Pairam sobre o papa Francisco a desconfiança
sobre suas reais ligações com a ditadura argentina. O porta-voz do Vaticano
prontamente descaracterizou as denúncias, acusando o jornalista argentino
Horácio Verbitsky de “esquerdismo”. A imprensa de modo geral pouco se ocupou do
assunto. Talvez porque os fatos apresentados por Verbitsky são incontestáveis.
Além de vários documentos, o jornalista reforça o relato do jesuíta Francisco
Jalics, religioso perseguido durante a ditadura militar argentina e hoje
radicado na Alemanha. Em seu livro Exercício de Meditação, de 1994, Jalics
narra o seguinte:
“Muita gente que sustentava convicções
políticas de extrema-direita via com maus olhos nossa presença nas vilas
pobres. Interpretavam nossa presença ali como um apoio à guerrilha e se
propuseram a nos denunciar como terroristas. Nós sabíamos de que lado soprava o
vento e quem era o responsável pelas calúnias. De modo que fui falar com a
pessoa em questão e expliquei que estava jogando com as nossas vidas. O homem
me prometeu que diria aos militares que não éramos terroristas. Por declarações
posteriores de um oficial e trinta documentos aos quais tivemos acesso mais
tarde pudemos comprovar, sem lugar para dúvidas, que esse homem não só não
havia cumprido sua promessa, mas, ao contrário, havia apresentado uma falsa
denúncia aos militares”.
Outro religioso jesuíta, Orlando Yorio, em
carta escrita ao assistente geral da Companhia de Jesus em 1975, foi mais direto.
Afirmou que Bergoglio era o autor das denúncias.
As contundentes provas contra o papa Francisco
devem ser analisadas dentro do contexto amplo da submissão do alto clero sul-americano
aos governos militares de seus respectivos países.
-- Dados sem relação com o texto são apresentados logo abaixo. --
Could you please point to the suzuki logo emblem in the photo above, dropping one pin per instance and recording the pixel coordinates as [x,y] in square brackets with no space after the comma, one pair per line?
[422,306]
Em ata de reunião realizada
em 15 de setembro de 1976, entre a junta militar e a Conferência Episcopal
Argentina, fica explícito o apoio incondicional do clero argentino ao chamado
Processo de Reorganização Nacional daquele país. Nesse documento, amplamente
divulgado por Verbitsky, fica esclarecido que a igreja na Argentina não
pretende “encabeçar uma posição de crítica à ação do governo, atitude que não
nos corresponde”. Dizem ainda os bispos que o fracasso do governo militar
levaria o país “com muita possibilidade ao marxismo, e por isso acompanhamos o
atual processo de reorganização do país, empreendido e encabeçado pelas Forças
Armadas, com compreensão, e a seu tempo com adesão e aceitação”.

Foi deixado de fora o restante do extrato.